BFMTV
Politique

Avant la rentrée, branle-bas de combat dans la majorité

Des députés du groupe LREM à l'Assemblée.

Des députés du groupe LREM à l'Assemblée. - Martin BUREAU / AFP

Les têtes d'affiche de La République en marche remobilisent les députés de la majorité échaudés par une première session parlementaire tumultueuse.

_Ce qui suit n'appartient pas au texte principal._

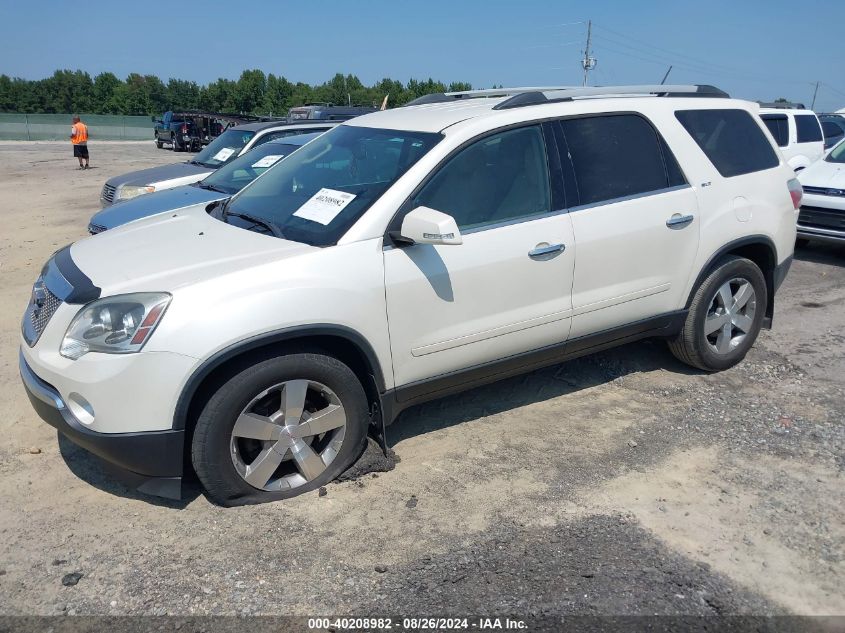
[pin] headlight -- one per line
(126, 192)
(114, 325)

"En avant, marche !" Dans L'Opinion, Bruno Bonnell, figure macroniste élu député du Rhône, adresse un message à ses coreligionnaires marcheurs: pas question de déserter. À la rentrée, il faudra monter au front dans l'hémicycle:

"Des députés, fatigués, m’ont expliqué qu’ils allaient démissionner. Les vacances vont faire du bien car nous n’avons pas signé un CDD de parlementaire et on ne démissionne pas de nos fonctions. Nous avons un mandat et, si on y renonce, il faut assumer de devenir en quelque sorte un 'défroqué'. Je suis favorable à un véritable serment du député, qui assure que l’on s’engage et que l’on ne trahira pas son honneur."

Crise existentielle

Le moine-soldat de La République en marche tente ainsi de serrer les rangs, à l'heure où la majorité, ébranlée par une session extraordinaire plus sportive que prévu, voile à peine ses doutes, ou les révèle malgré elle. En commission des lois, la présidente LREM Yaël Braun-Pivet, croyant son micro fermé, s'alarmait ainsi: "On a un groupe qui dort, qui ne sait pas monter au créneau, qui est vautré".

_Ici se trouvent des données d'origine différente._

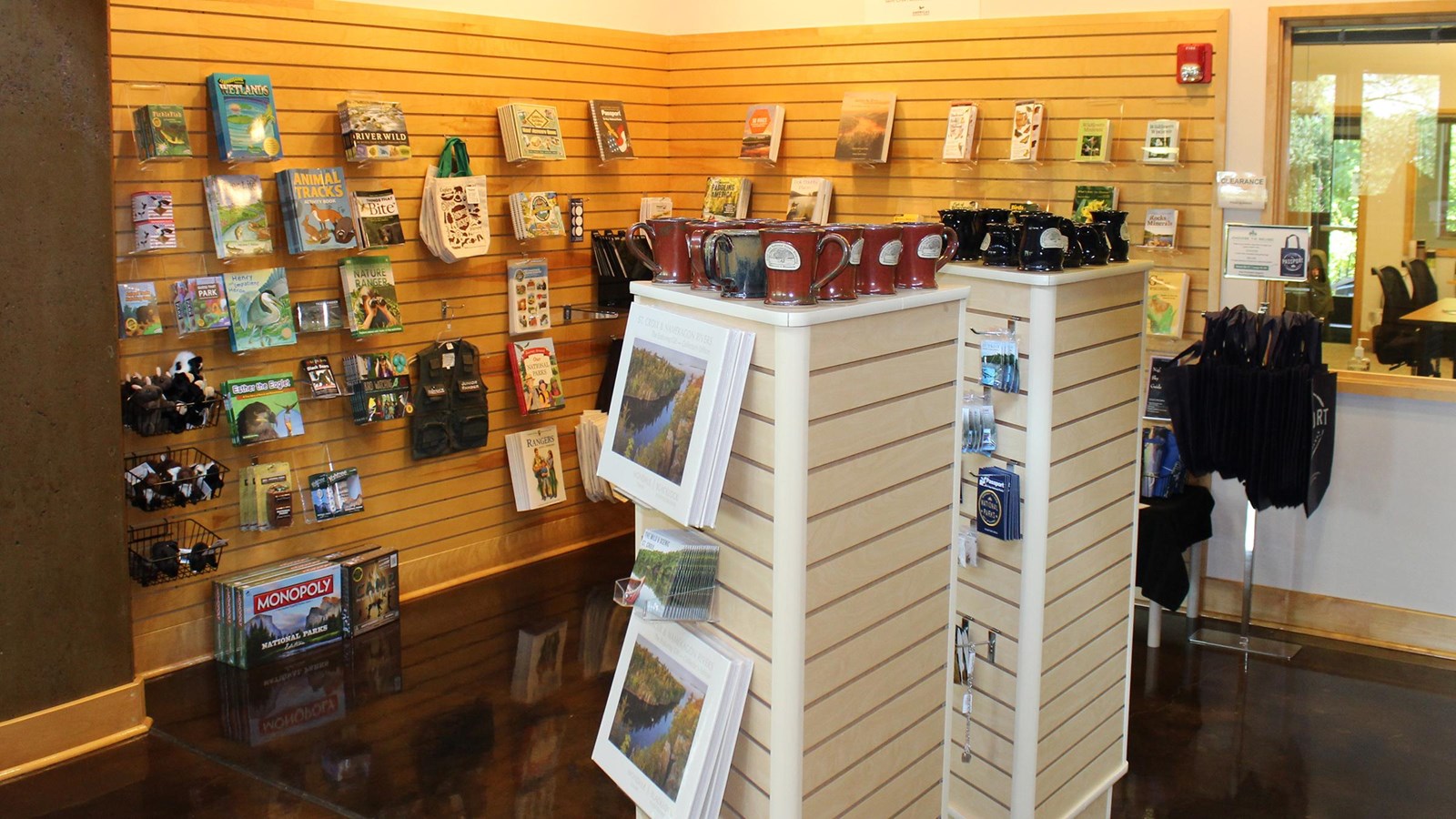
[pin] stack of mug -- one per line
(795, 263)
(1038, 241)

L'ancien patron d'Infogrames, fossoyeur de Najat Vallaud-Belkacem au législatives, impute une partie de ces difficultés au "sentiment d’imposture qui traverse la tête de certains de mes camarades", "accusés de n’avoir été élus uniquement parce qu’ils avaient leur tête à côté de celle d’Emmanuel Macron sur une affiche". L'acclimatation est difficile pour de nombreux députés venus de la "société civile":

"Ils cherchent une légitimité tant leurs codes sont bouleversés. 'Qu’est-ce que je fais là ?' est une phrase que j’entends régulièrement, alors qu’ils ont toute leur place de représentant de la Nation", confie Bruno Bonnell, toujours dans L'Opinion.

Punching-ball

Politiquement, cette période de rodage a fait du dégât. De fait, les novices du palais Bourbon ont multiplié les bourdes, y compris au Perchoir en tant que présidents de séances. Applaudissements à tort et à travers, erreurs de vote, passivité pendant les débats... les parlementaires LREM ont servi de punching-ball à leurs collègues de l'opposition.

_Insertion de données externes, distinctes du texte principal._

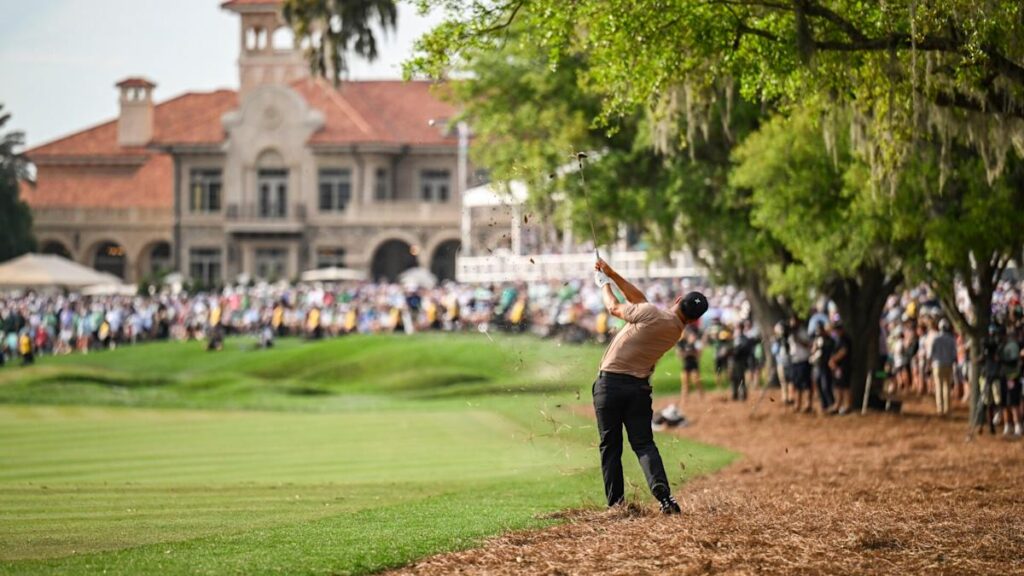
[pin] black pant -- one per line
(619, 400)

Une ambiance qui fait dire à François Ruffin, député insoumis invité ce mercredi sur RMC, que l'Assemblée, "c'est du flan". "Le Parlement est un bureau d'enregistrement des désirs du président, avec des députés qui votent en cadence", tance le fondateur du journal Fakir.

Bruno Bonnell reconnaît lui-aussi les difficultés du groupe majoritaire, mais reste optimiste:

"Disons-le tout net : pour le moment, La République en marche manque de clarté. La clarification va prendre au moins quelques mois mais la chrysalide va devenir un superbe papillon."

Tirs dans le dos

Si les députés "du rang" ne sont pas exempts de tout reproche, les regards se sont naturellement tournés vers l'encadrement du groupe. Dans la presse, les détracteurs anonymes de Richard Ferrand ont fait siffler les oreillers du président de groupe. On a pu lire, dans Le Figaro, quelques-unes des amabilités distillées par ses collègues anonymes:

"Son autorité n'est pas reconnue", "c'est un très mauvais président de groupe", "de l'extérieur, on a l'impression d'un groupe caporalisé, alors qu'à l'intérieur, il ne tient rien".

Claire O'Petit, jamais avare en déclarations fracassantes, estimait mardi sur RMC que le député du Finistère "n'avait absolument pas été à la hauteur" lors des attributions de poste à l'Assemblée.

L'éphémère ministre de la Cohésion des territoires, qui assure ne pas vouloir être le "surveillant général" du groupe, n'a pas été le plus présent dans l'hémicycle pendant les débats houleux sur la loi de moralisation. Au point que l'exécutif a dû intervenir pour restructurer la majorité.

Chien de berger

Message reçu cinq sur cinq par Bruno Bonnel, qui se charge de porter la bonne parole. Comme le secrétaire d'Etat chargé des Relations avec le Parlement Christophe Castaner, qui a prié les députés de "réviser" pendant l'été, l'élu du Rhône compte sur une majorité en ordre de bataille à la rentrée:

"L’opposition a mangé son pain blanc. À la rentrée, on ne va plus se faire balader. Au départ, je me disais naïvement que nous avions la majorité, donc il était inutile de bouger car à la fin nous gagnerions toujours."

"La torpeur, c’est le danger mortel de La République en marche", prévient le macroniste. "Nous allons donc beaucoup plus nous engager sur des propositions de loi ou des amendements (...)." Faire émerger plus de cadres, dans l'hémicycle ou sur les plateaux de télévision, semble être l'une des urgences de La République en marche. La rentrée bouillante qui attend les députés devrait être l'occasion d'éprouver les marcheurs en quête de galons.